Inorganic nutrients:
Inorganic nutrients included phosphate, nitrate+nitrite, nitrite, ammonia, and silicic acid. The phosphate method is a modification of the molybdenum blue procedure of Bernhardt and Wilhelms (1967), in which phosphate is determined as reduced phosphomolybdic acid employing hydrazine as the reductant. The nitrate + nitrite analysis uses the basic method of Armstrong et al. (1967), with modifications to improve the precision and ease of operation. Sulfanilamide and N-(1-Napthyl)ethylenediamine dihydrochloride react with nitrite to form a colored diazo compound. For the nitrate + nitrite analysis, nitrate is first reduced to nitrite using an OTCR and imidazole buffer as described by Patton (1983). Nitrite analysis is performed on a separate channel, omitting the cadmium reductor and the buffer. The method is based on that of Armstrong et al. (1967) as adapted by Atlas et al. (1971).
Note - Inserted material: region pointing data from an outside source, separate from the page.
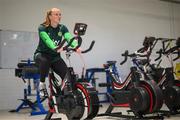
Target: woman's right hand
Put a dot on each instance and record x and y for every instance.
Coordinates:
(60, 50)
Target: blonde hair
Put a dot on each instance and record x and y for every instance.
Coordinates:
(47, 21)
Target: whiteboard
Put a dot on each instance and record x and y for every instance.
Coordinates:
(16, 46)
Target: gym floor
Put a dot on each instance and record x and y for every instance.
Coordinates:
(25, 115)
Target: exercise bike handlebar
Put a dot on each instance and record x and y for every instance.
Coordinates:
(172, 50)
(135, 54)
(79, 39)
(66, 48)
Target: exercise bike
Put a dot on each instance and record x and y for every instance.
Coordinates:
(166, 79)
(163, 76)
(77, 100)
(141, 96)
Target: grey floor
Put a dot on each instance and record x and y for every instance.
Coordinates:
(24, 114)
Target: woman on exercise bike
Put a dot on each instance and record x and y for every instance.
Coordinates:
(47, 54)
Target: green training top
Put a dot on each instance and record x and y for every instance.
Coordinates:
(50, 38)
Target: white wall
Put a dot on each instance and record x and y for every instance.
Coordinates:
(116, 25)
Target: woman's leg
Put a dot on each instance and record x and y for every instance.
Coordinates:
(61, 69)
(43, 65)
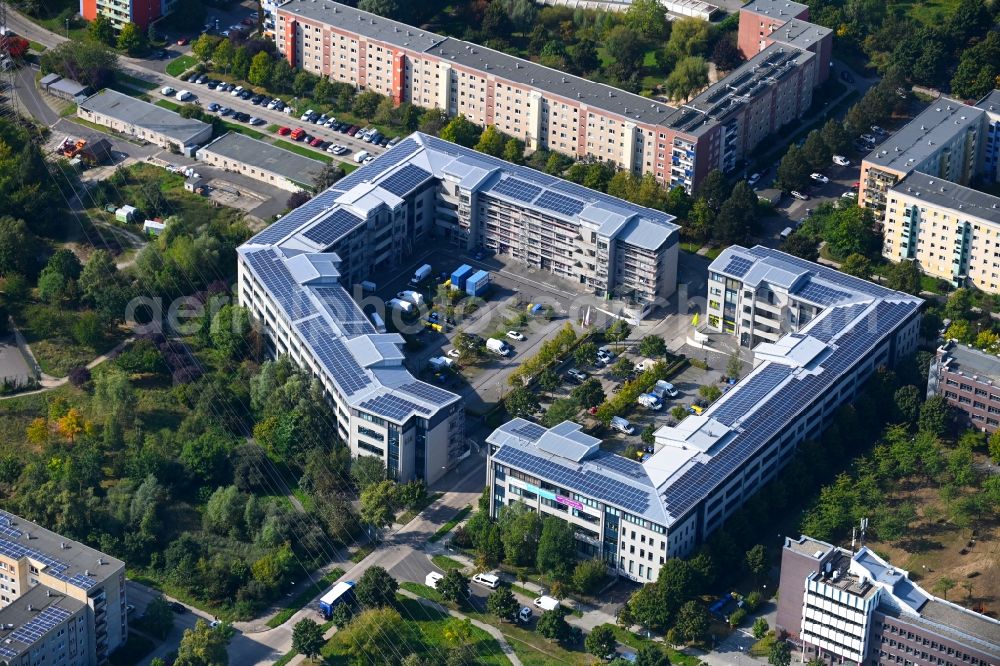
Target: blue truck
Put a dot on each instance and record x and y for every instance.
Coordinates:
(477, 283)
The addition of an acidic molybdate reagent forms silicomolybdic acid, which is then reduced by stannous chloride. This indophenol blue method is modified from ALPKEM RFA methodology which references Methods for Chemical Analysis of Water and Wastes, March 1984, EPA-600/4-79-020, "Nitrogen Ammonia", Method 350.1 (Colorimetric, Automated Phenate) A detailed description of the continuous segmented flow procedures used can be found in Gordon et. al. (1994).